Collins can legally run for office
Published 10:08 am Tuesday, January 12, 2016
Will take leave of absence
It’s official and it’s legal. The assistant director of the county welfare agency can run for public office and will have a leave of absence from that job to campaign, against the wishes of his boss.
Christopher Collins, newly appointed assistant director of the department of job and family services, came to the Lawrence County Commission to state he was taking a leave without pay for the next two months to run for county commission.
Collins beat out 12 other candidates for the job this past summer when then assistant director Terry Porter was promoted to the top spot. Last month he filed at the last minute to run for the seat now held by commission president Les Boggs.
At Monday’s commission meeting Boggs, who will face Collins in the March Republican primary, asked Porter if he approved the leave.
“It’s already been approved by two commissioners,” Porter replied. “I see no point in giving my opinion on what is a done deal.”
Last week commissioners Bill Pratt and Freddie Hayes Jr. had been approached by Collins’ father, Ironton Municipal Court Judge O. Clark Collins, about the leave.
Pratt said in Monday’s meeting that the leave would be in the best interest of the agency as it would prevent campaigning from being a distraction.
However, Boggs questioned if campaigning was a valid reason for the leave.
At which point Hayes called Porter’s position “grandstanding.”
“I don’t appreciate that at all,” Hayes said. “(We were) supposed to get a (legal) opinion.”
Collins said Porter was deferring his decision to the commission.
“I never heard him (Porter) say he was deferring,” Boggs said. “Let him speak for himself.”
Last week Boggs asked for a legal opinion from county prosecuting attorney Brigham Anderson on whether Collins is defined as classified or unclassified. Unclassified serves at will, at the discretion of the commission. When Porter had the No. 2 job, he was classified.
The Ohio Revised Code states classified personnel cannot run for office in a partisan race.
“The Ohio Revised Code makes it very clear I am unclassified,” Collins said.
He then went downstairs to Anderson’s first floor courthouse office to see if the opinion was ready.
Collins returned with Anderson who stated the ORC allows for a county the size of Lawrence to have two administrators at the DJFS with both positions as unclassified.
However, the opinion did not address whether the leave was legal or if it should be granted by Porter or the commission.
“It should be my decision,” Porter said. “I feel it was a done deal before. He should not be given the leave of absence.”
Then Pratt reiterated the leave would be in the best interest of the DJFS.
“You have the right to run for political office,” he said. “He has the right to run. He is not taking pay. I don’t have a problem.”
Boggs then said he had no personal problem with Collins.
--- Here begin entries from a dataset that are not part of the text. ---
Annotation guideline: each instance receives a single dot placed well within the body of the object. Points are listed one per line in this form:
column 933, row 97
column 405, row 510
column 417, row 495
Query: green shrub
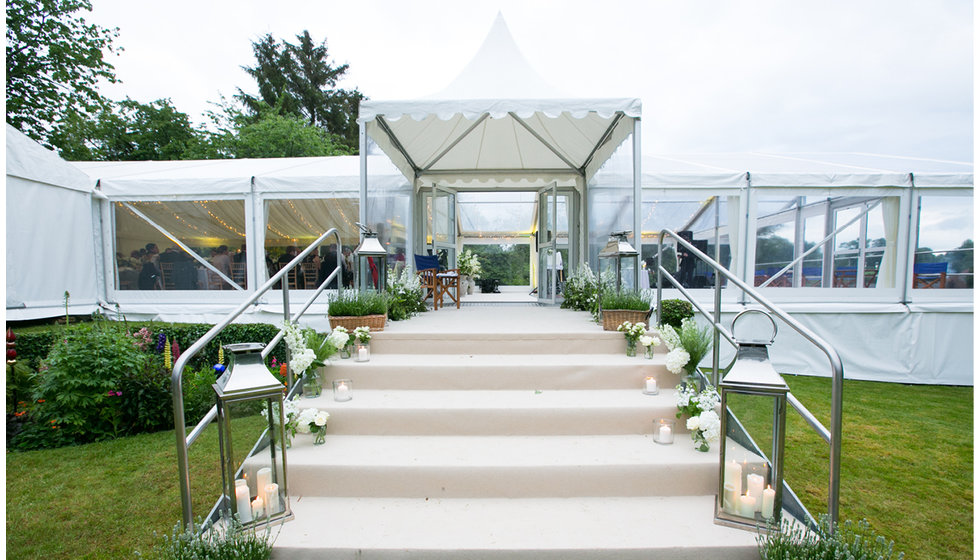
column 215, row 544
column 626, row 299
column 853, row 542
column 581, row 291
column 80, row 379
column 405, row 296
column 673, row 311
column 358, row 304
“The personal issue is with taking off and leaving a void to campaign,” he said. “Two others had asked for a leave of absence and were denied. We didn’t override it. I’m sticking with the director. You can’t do that. You can’t. You can’t.”
Collins said he and Porter had agreed his leaving would not disrupt the daily working of the DJFS.
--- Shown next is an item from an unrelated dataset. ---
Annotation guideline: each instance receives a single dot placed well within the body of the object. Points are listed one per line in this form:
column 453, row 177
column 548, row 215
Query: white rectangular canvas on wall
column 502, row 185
“Can we make it without him?,” Porter said. “Yes.”
Next Pratt made a motion to grant the leave.
For the next few minutes Hayes kept repeating, “as long as it’s legal,” then adding “This is just stupid [expletive].”
At which point he seconded the motion, which passed 2 to 1, with Boggs voting, “No.”
The leave will start on Jan. 18 through March 18, three days after the primary, where Boggs and Collins will also face former Ironton Mayor Rich Blankenship.